Das kann der neue Linux Kernel 2.6.24

Das kann der neue Linux Kernel 2.6.24

Linus Torvalds hat heute den jüngsten Spross der Kernel-Familie veröffentlicht. Die Version 2.6.24 bringt neben neuen Treibern einen verbesserten Scheduler und ein überarbeitetes Tickless System.

Der Completely Fair Scheduler (CFS) aus dem Kernel 2.6.23 hat einige Micro-Optimierungen erhalten. Diese waren notwendig, da der neue Scheduler rund zehn Prozent langsamer war, als der alte. Nun soll der CFS sogar ein wenig schneller und vor allem deutlich kleiner geworden sein. Ein neues Feature des Schedulers ist “Fair Group Scheduling”, das die Fähigkeit beschreibt, Prozesse in Gruppen zu bündeln und zwischen ihnen die Rechenzeit aufzuteilen. So lassen sich beispielsweise alle Aufgaben eines Benutzers zu einer Gruppe zusammenfassen. Das ist sinnvoll, wenn ein Nutzer einen CPU-nahen und der andere zwei CPU-nahe Prozesse laufen hat. Bisher würde der zweite Nutzer zwei Drittel der Rechenleistung beanspruchen. Nun kann der Kernel die Prozesse gerecht je zur Hälfte zwischen beiden Benutzern aufteilen. Einen genauen Einblick in das Verfahren ermöglicht der Beitrag “CFS group scheduling” auf lwn.net.

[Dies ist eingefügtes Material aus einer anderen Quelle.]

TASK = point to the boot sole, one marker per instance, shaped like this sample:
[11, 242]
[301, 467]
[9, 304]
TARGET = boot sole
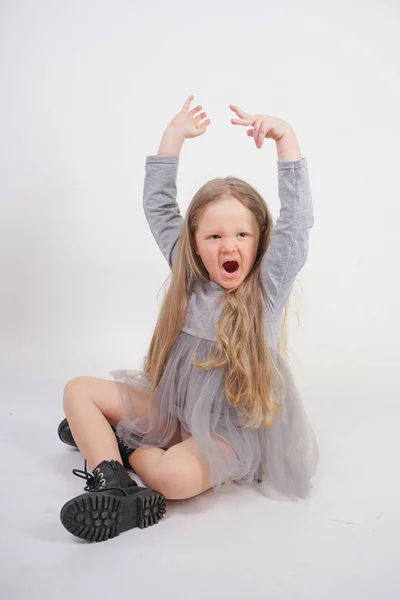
[96, 517]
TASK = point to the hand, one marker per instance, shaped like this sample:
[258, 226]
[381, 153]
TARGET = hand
[187, 124]
[264, 126]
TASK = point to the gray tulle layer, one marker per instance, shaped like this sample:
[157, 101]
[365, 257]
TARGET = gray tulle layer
[285, 454]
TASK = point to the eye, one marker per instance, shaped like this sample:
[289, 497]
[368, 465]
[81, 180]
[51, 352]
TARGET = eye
[216, 234]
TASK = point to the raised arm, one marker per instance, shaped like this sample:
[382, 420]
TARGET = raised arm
[160, 206]
[288, 247]
[159, 195]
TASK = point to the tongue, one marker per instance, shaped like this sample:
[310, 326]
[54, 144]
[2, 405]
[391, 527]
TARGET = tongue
[230, 266]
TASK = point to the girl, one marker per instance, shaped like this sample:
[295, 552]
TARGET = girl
[215, 401]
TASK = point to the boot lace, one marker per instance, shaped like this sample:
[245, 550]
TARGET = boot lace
[95, 481]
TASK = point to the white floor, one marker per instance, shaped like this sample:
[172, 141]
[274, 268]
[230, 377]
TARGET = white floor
[341, 543]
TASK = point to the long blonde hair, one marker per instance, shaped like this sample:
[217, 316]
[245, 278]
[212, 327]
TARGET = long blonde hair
[241, 345]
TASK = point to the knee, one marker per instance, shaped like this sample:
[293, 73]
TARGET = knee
[75, 390]
[174, 480]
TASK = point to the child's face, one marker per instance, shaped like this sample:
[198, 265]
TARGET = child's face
[227, 231]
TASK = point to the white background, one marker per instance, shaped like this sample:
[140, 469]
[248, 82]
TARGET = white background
[87, 89]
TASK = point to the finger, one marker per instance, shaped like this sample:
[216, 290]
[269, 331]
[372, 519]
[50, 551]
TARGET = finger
[242, 114]
[245, 122]
[188, 101]
[257, 125]
[201, 116]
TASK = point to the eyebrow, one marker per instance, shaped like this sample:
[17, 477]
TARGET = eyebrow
[219, 229]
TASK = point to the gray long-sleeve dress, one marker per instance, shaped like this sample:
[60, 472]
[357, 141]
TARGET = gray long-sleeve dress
[285, 454]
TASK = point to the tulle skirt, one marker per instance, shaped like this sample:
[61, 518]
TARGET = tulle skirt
[285, 454]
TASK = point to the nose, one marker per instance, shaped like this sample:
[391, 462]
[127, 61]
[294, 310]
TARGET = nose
[228, 246]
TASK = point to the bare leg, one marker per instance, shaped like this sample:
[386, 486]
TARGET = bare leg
[91, 406]
[178, 472]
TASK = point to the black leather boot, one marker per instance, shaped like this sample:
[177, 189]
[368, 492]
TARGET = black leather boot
[65, 435]
[113, 503]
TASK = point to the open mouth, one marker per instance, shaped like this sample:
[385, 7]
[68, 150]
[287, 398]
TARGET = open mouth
[230, 268]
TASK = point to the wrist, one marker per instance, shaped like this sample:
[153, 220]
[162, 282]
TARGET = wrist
[171, 142]
[288, 148]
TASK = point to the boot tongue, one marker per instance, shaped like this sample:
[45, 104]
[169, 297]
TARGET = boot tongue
[111, 474]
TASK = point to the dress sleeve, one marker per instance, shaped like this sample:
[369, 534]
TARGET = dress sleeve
[288, 247]
[159, 203]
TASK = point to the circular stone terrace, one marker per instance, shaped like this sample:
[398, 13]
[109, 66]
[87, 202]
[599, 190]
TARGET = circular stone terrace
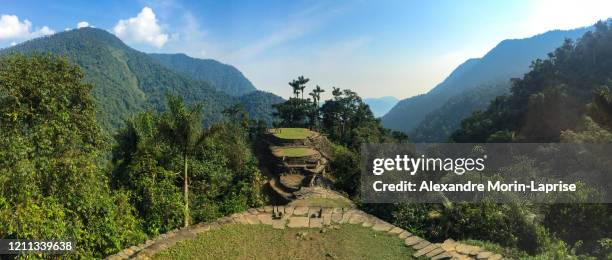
[292, 133]
[294, 152]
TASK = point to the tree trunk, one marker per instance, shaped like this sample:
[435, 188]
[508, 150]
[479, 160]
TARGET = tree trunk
[186, 190]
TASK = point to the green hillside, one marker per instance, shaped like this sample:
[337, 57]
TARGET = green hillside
[565, 98]
[509, 59]
[223, 77]
[127, 81]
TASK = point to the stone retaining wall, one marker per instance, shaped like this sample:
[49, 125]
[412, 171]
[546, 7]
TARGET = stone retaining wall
[281, 217]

Das neue Tickless-System soll den Kernel weiter zum Energiesparen “erziehen”. Diese Funktion erlaubt es ihm, Timer Interrupts für längere Perioden zu deaktivieren. So kann zum einen Energie eingespart und zum anderen die Performance gesteigert werden. 2.6.24 erweitert die Tickless Technik auf weitere 64-Bit x86-Systeme, die PowerPC-Plattform, die virtualisierte Architektur UML sowie auf einige Varianten von ARM und MIPS.

Weitere Neuerungen sind verbesserte SPI- und SDIO-Unterstützung (Serial Peripheral Interface und Secure Digital I/O) des MMC-Layers und USB Authentifizierung, die in Vorbereitung auf Wireless USB bereits aufgenommen wurde. Die Markteinführung der ersten Geräte mit drahtloser USB-Schnittstelle wird in den nächsten Monaten erfolgen. Mit der vorliegenden Release wurde auch die Vereinigung der 32-Bit- und 64-Bit-Trees der x86-Plattform abgeschlossen. Sie soll die Fehlerbehebung in Zukunft deutlich vereinfachen. Auch im Bereich Virtualisierung gibt es Neues: Das KVM-System (Kernel-based Virtual Machine), eine Virtualisierungslösung, die mit dem Kernel 2.6.20 für x86-Systeme eingeführt wurde, erlaubt mit dem neuen Kernel auch den Betrieb von 64-Bit-Windows als Gastsystem. Eine zweite Neuerung ist die Einführung der Funktion “PID and network namespaces”. Sie wird von virtualisierten Systemen benötigt, da diese die PID (Process Identifier), einen Schlüssel zur eindeutigen Identifikation von Prozessen, anders auslesen, als das Host-System. Das gleiche gilt für den Zugriff auf den Netzwerk-Stack.

Viele der neuen Treiber betreffen das im Kernel 2.6.22 eingeführte neue Wireless-Stack mac80211. Neu sind die Treiber “iwlwifi” (für Intel PRO/Wireless 3945 ABG/BG, Intel Wireless Wifi Link AGN), “rt2x00” (für die Produkte von Ralink Technology, RT2400 PCI/PCMCIA, RT2500 PCI/PCMCIA, RT61 PCI/PCMCIA, RT2500 USB, RT73 USB), “adm8211” (für Karten des taiwanischen Herstellers ADMtek ADM8211x) und “b43” (für BCM Communication, BCM43xx) sowie einige weitere. Die neuen WLAN-Treiber allein haben einen Anteil von rund 2,3 MByte am gesamten Quellcode. Mit allen Treibern, die auf mac80211 aufsetzen, erlaubt der neue Kernel die Durchführung von Packet Injections. Ebenfalls neu ist das Wireless Configuration Interface, das auf der Userspace-Schnittstelle Netlink basiert und abwärtskompatibel sein soll. Im Bereich Netzwerk sind unter anderem neue Treiber für Intel 82598 PCI-Express 10GBE und E1000E PCI-Express, Neptune- und AR7-Chips dabei.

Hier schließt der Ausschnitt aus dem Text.